Cast as the genial Miss Mona is Nanci Hunter, who bears more than a passing resemblance to Dolly Parton, the kindly madam of the critically lambasted 1982 film version. And like Parton, Hunter can carry off a country tune effectively. But due in large part to the staging, Hunter too often seems as much an observer as a participant, singing directly to the audience or stranded upstage, lost in thought. Van Schauer provides much of the rippin’ and roarin’ with plenty of good-ol’-boy bluster as the sheriff with a long-standing “understanding” with Miss Mona. But the vulnerabilities and glimmers of regret that bring these characters to life surface late in the plot, almost obscured by the frenzy of the subplots.
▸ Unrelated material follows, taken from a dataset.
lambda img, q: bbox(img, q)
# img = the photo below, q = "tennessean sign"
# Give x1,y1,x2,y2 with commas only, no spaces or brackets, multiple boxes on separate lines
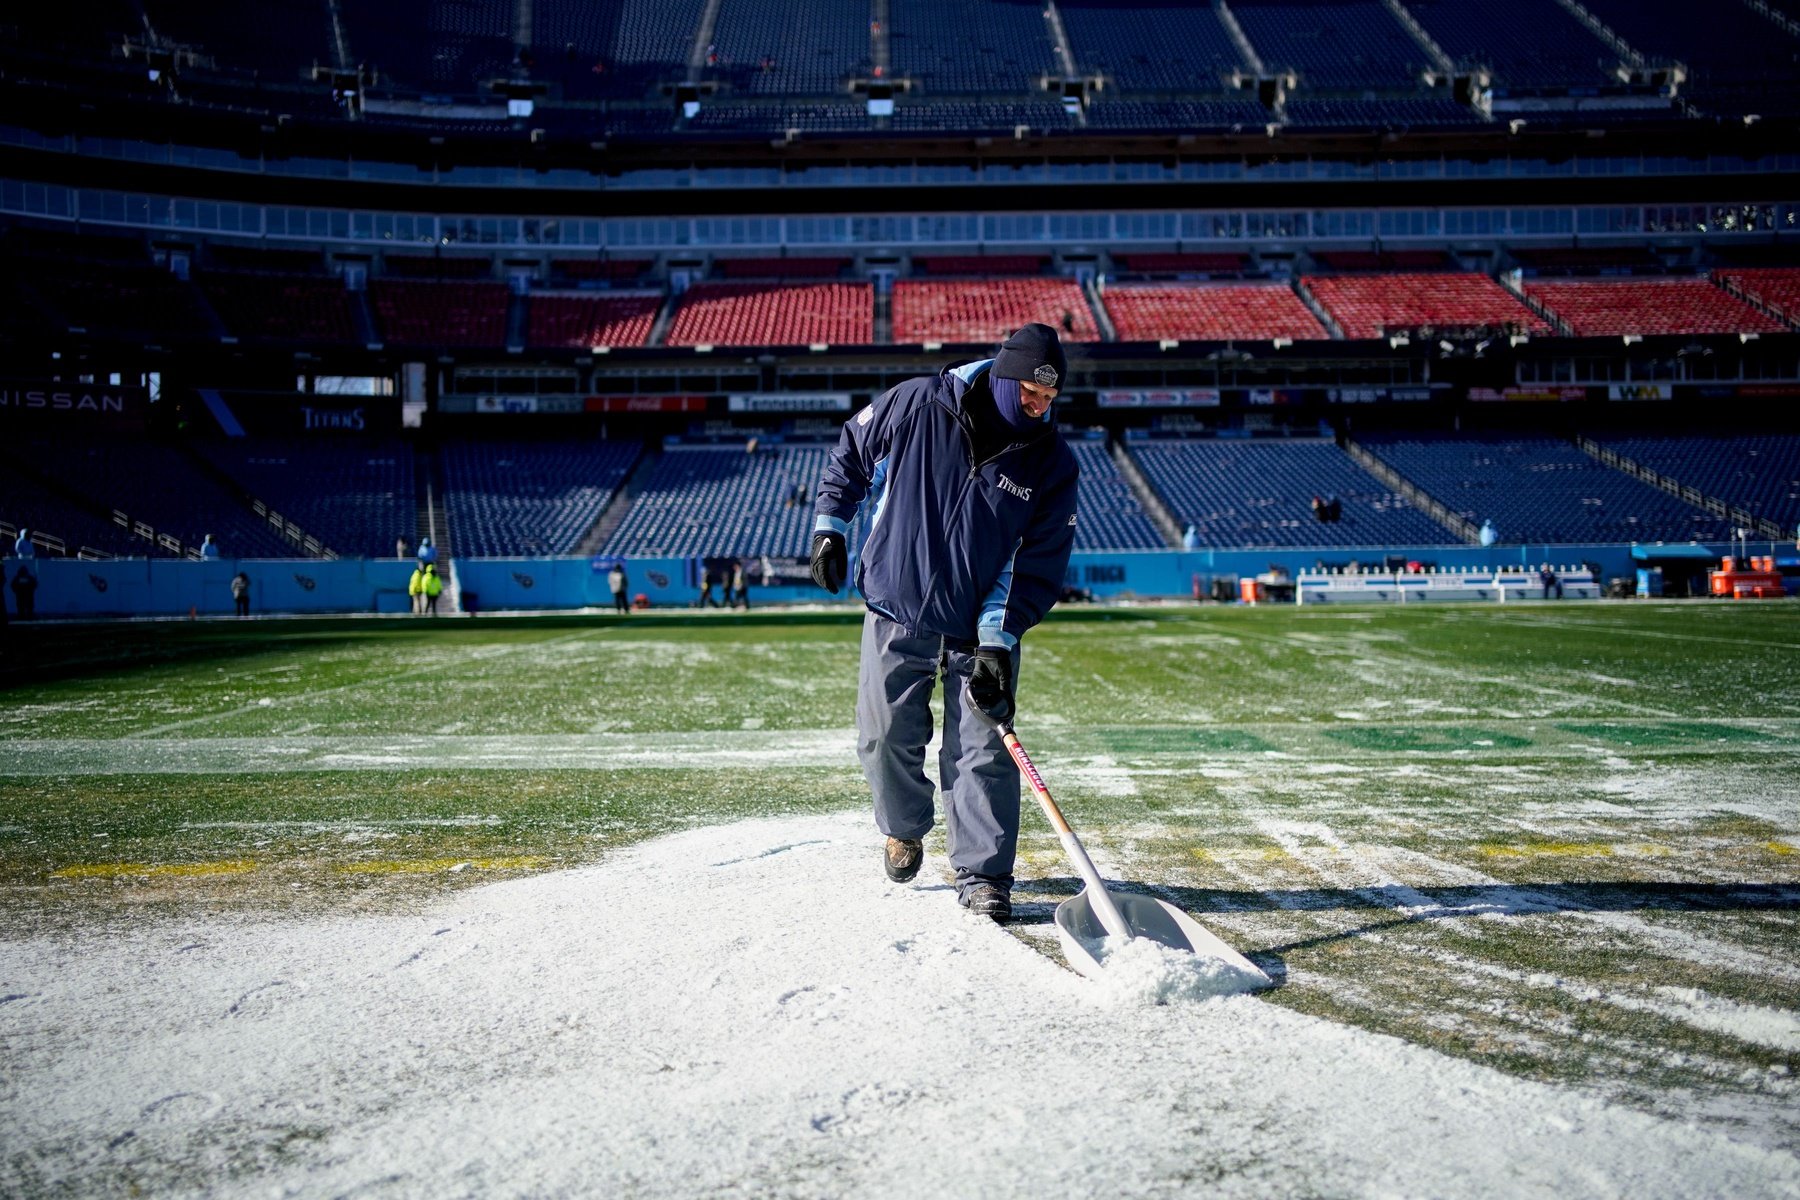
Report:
727,393,853,414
There are glimpses of the romp that this show wants to be, especially in Brad Flanagan’s choreography. And there are others that show it has a heart: “Good Old Girls” is the sheriff’s moving lament to the end of an era (and a relationship); “Hard Candy Christmas” has the working girls assessing their uncertain futures; and Beth Ellen Ivens’ solo “Doatsey Mae” chronicles the bleak life of a small-town diner waitress. Also affecting is Michele Pawk’s performance as Angel, a young mother down on her luck who is befriended by Miss Mona. But the hard-working chorus is simply spread too thin, calling upon the same performers to portray colorful town characters, football players, college cheerleaders, ladies of pleasure, reporters and gospel singers in rapid succession, to disorienting effect.

Complicating matters are enduring acoustical problems; the lyrics often don’t make it to the back row over the volume of the orchestra. Richard Hill designed the effective set, a two-story interior of the Chicken Ranch, with the bedrooms visible behind scrims.